Adam’s research and teaching is based on plant chemistry. Plant chemistry is central to understanding what is in plants, how they grow, their end-use quality, and how they influence health. Horticultural plants such as fruits and vegetables are central to a healthy diet. Adam’s laboratory studies potato chemistry to understand how they can reduce blood pressure, and onion chemistry to study how they act against cancer. His lab also evaluates plant cultivars and growing conditions to improve overall health benefits.

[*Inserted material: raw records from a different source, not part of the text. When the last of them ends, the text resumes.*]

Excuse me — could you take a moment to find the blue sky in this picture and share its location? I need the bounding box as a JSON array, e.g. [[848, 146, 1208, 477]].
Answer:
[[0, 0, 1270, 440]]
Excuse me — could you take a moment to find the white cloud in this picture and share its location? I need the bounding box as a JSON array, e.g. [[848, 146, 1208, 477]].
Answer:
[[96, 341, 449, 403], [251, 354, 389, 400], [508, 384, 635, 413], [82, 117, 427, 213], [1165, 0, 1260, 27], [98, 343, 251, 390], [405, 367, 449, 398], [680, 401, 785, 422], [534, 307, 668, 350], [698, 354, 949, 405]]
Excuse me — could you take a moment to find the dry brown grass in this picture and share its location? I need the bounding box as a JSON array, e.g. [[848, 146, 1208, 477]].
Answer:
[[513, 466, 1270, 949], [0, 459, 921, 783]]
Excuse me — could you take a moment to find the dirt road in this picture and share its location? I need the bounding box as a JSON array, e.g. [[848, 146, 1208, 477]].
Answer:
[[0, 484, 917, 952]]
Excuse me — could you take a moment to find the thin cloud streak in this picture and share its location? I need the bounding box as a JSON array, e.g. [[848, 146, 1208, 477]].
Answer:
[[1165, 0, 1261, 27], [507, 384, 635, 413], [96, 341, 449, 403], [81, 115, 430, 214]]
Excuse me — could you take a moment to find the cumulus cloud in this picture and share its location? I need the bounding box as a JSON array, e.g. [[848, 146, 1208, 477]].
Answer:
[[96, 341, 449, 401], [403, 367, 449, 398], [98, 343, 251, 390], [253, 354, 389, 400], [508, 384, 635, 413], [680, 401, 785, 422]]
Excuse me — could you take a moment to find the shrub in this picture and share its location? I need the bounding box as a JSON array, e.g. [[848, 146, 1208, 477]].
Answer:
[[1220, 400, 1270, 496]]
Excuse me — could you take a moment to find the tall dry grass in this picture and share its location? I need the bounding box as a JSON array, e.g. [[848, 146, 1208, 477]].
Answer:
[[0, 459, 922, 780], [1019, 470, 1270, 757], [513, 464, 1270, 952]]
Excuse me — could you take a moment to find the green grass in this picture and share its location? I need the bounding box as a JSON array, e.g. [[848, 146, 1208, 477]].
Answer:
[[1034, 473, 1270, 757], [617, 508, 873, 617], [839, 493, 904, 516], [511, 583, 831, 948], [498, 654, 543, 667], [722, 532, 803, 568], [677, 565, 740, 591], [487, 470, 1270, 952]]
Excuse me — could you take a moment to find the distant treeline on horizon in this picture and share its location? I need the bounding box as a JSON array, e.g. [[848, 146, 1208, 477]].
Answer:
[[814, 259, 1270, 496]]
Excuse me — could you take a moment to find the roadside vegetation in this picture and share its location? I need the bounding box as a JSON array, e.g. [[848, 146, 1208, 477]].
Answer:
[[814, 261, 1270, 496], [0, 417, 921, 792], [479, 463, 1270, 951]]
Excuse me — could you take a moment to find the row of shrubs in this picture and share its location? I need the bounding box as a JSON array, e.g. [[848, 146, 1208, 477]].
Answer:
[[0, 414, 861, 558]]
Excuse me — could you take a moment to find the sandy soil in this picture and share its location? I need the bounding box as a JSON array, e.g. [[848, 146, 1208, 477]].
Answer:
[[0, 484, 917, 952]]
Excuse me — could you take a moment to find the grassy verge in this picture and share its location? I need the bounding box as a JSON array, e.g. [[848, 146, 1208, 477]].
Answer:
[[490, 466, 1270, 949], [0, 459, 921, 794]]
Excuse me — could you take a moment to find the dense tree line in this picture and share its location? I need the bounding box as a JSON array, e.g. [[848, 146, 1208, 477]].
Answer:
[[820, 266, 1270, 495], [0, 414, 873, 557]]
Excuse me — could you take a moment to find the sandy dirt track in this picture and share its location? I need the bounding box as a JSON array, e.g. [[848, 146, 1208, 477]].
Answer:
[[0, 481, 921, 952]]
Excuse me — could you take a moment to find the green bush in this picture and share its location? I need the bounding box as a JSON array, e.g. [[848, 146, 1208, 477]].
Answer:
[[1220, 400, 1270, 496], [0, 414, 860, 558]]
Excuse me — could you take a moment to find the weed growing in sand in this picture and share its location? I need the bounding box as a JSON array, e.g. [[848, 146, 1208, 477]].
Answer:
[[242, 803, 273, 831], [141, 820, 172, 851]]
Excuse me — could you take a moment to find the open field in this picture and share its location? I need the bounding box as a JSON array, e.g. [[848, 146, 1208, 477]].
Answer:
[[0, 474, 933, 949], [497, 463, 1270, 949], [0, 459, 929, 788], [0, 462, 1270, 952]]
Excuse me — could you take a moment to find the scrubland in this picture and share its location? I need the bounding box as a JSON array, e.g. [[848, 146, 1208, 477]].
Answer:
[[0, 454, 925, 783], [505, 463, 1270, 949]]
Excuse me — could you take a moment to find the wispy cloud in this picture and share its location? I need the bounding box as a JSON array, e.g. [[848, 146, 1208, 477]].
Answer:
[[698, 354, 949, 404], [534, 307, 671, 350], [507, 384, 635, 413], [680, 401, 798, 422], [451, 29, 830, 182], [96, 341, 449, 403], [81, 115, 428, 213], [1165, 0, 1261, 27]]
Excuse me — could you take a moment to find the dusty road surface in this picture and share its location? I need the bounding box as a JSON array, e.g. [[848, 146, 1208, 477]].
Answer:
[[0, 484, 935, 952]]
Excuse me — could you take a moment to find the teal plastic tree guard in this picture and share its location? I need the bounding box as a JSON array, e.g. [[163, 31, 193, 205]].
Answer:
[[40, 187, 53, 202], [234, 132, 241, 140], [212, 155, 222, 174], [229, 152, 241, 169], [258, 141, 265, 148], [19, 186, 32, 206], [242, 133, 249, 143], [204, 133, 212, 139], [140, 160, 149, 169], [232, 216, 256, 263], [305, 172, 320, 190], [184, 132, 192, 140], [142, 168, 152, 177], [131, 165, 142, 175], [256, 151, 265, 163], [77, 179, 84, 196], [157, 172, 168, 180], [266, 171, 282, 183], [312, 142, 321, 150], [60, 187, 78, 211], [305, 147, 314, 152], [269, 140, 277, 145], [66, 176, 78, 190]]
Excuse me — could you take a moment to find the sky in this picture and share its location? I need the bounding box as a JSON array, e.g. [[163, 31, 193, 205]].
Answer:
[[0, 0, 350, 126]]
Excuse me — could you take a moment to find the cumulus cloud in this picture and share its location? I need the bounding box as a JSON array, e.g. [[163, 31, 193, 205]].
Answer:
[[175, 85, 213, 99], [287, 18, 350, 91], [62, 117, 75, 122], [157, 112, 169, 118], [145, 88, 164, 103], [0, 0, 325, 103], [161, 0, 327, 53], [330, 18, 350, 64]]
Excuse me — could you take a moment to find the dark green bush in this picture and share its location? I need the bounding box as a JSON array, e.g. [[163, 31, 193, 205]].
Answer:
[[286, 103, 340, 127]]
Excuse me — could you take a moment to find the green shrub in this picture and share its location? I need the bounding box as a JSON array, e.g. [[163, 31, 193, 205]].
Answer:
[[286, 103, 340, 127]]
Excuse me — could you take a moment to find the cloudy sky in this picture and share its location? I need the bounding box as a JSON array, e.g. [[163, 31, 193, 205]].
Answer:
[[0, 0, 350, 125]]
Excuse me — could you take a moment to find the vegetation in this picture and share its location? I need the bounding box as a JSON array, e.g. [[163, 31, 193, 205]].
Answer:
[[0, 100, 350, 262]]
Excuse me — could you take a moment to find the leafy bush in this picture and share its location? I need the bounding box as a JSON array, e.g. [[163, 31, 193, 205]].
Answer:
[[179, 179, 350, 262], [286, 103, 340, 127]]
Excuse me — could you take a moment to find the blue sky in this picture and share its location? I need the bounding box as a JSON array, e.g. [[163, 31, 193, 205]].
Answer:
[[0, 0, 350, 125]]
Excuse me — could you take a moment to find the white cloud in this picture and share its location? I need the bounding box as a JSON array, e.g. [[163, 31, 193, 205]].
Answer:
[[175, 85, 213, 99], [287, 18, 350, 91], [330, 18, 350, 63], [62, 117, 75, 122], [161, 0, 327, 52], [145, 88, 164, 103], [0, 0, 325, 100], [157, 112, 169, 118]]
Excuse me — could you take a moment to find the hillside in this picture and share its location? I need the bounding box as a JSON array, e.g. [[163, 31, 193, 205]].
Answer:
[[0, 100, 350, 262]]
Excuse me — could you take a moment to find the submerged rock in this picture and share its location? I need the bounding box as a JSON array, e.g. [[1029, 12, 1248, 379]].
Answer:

The Heuberger laboratory also investigates plant chemistry important for food flavor. His studies in barley and wheat have found cultivars that provide unique flavor for beer and bread. In beer, he evaluates different plant ingredients for their effects on flavor. One study found that post-harvest processing of hops can influence the expiration date of beer. Adam’s flavor research is usually done in collaboration with the brewing and flour industries, including testing at an industrial scale to understand how different plant ingredients are important to the everyday consumer.

Dr. Heuberger developed a new course for HLA called Phytochemicals and Probiotics for Health. The course was developed based on feedback from students at CSU; they urged that while there are many CSU classes focused on human health, no class integrates human health content with where food comes from and how it is produced. The class is co-taught with Dr. Tiffany Weir, Associate Professor of Food Science and Human Nutrition and Faculty Affiliate of HLA. The course provides an overview of plant biochemistry and production, how this influences food chemistry, and how these chemicals are metabolized by gut microorganisms and the human body to influence health and disease. Adam developed a second HLA course called Metabolomics Methods and Analysis to teach students how to study plant chemistry in the laboratory. The class is computer-based and introduces ideas of ‘Big Data’ in horticulture.

Adam’s career has led to 40 publications of peer-reviewed manuscripts, proceedings, book chapters, and articles in trade magazines. His research program is driven by 2 postdoctoral scientists, 5 graduate students, and 3 undergraduate technicians. His funding is from federal, state, and industry grants, and he has developed new collaborations at CSU and with other academic institutions. Dr. Heuberger is the upcoming Chair of the Biomedical, Health Beneficial, and Nutritionally Enhanced Plants division of the Crop Science Society of America for which he also serves as an Associate Editor. He has a wife (Courtney) and two children (Alda, 6 and Saul, 4) who challenge him to be greater each day.